There is, however, an increasing trend among organisations and communities to ignore governments and to proceed with renewable energy projects regardless of current policy and the prevailing political climate.
An example of such initiative is the Victorian town of Yackandandah. Formed in 2014, Totally Renewable Yackandandah is a volunteer organisation which aims to power the town with 100 per cent renewable energy and achieving energy sovereignty by 2022.The group is working with Ausnet, which runs Victoria's grid to trial new storage technology, powered by a renewable energy farm, with all profits to return to the community.

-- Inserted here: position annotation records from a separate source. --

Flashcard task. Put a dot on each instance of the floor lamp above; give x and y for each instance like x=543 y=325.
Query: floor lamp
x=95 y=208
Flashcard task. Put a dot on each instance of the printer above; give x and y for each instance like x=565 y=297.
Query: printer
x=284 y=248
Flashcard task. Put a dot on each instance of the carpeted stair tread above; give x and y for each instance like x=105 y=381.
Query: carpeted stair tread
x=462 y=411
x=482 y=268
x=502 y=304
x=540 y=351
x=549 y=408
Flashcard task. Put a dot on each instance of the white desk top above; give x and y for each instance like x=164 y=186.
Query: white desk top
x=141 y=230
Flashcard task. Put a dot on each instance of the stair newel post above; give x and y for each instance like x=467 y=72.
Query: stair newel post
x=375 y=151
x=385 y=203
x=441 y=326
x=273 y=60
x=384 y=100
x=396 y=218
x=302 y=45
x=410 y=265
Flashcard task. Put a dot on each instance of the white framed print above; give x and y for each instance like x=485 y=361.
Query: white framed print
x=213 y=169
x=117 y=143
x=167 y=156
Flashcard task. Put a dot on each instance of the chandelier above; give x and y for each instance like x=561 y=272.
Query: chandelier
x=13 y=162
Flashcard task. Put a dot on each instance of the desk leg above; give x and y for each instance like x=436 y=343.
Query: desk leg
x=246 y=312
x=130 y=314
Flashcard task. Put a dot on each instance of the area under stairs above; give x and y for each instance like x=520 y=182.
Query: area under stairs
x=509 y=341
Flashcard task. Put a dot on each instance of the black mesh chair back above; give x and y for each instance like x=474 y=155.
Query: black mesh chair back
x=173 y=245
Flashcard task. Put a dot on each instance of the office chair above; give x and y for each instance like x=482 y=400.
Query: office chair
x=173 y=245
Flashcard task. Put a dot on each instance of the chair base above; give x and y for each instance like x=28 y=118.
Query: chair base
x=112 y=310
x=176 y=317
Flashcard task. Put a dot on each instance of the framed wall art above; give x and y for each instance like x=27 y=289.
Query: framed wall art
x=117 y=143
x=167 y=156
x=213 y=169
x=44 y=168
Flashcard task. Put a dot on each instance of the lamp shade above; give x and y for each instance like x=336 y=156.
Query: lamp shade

Reluctance from government and the big three energy companies to truly embrace renewable energy has paved the way for a Northern Rivers people powered revolution. Launched in July, 2015, Enova Energy, a community based energy retailer based in Byron Bay is a not-for-profit local company whose mission is to offer the country's highest feed-in tariff and lowest green power price whilst negotiating with social welfare groups to tackle energy poverty in the region.
Local governments such as the city of Melbourne and the ACT are working towards sourcing all energy from renewables.The Melbourne Renewable Energy Project involves the City of Melbourne, together with other local governments, cultural ,local and educational institutions launching a competitive tender in April 2016 to purchase 110 gigawatt hours worth of energy from new large scale renewable energy facilities.
The ACT Government has demonstrated its commitment to renewable energy through its aim to be fully powered by renewables by 2020.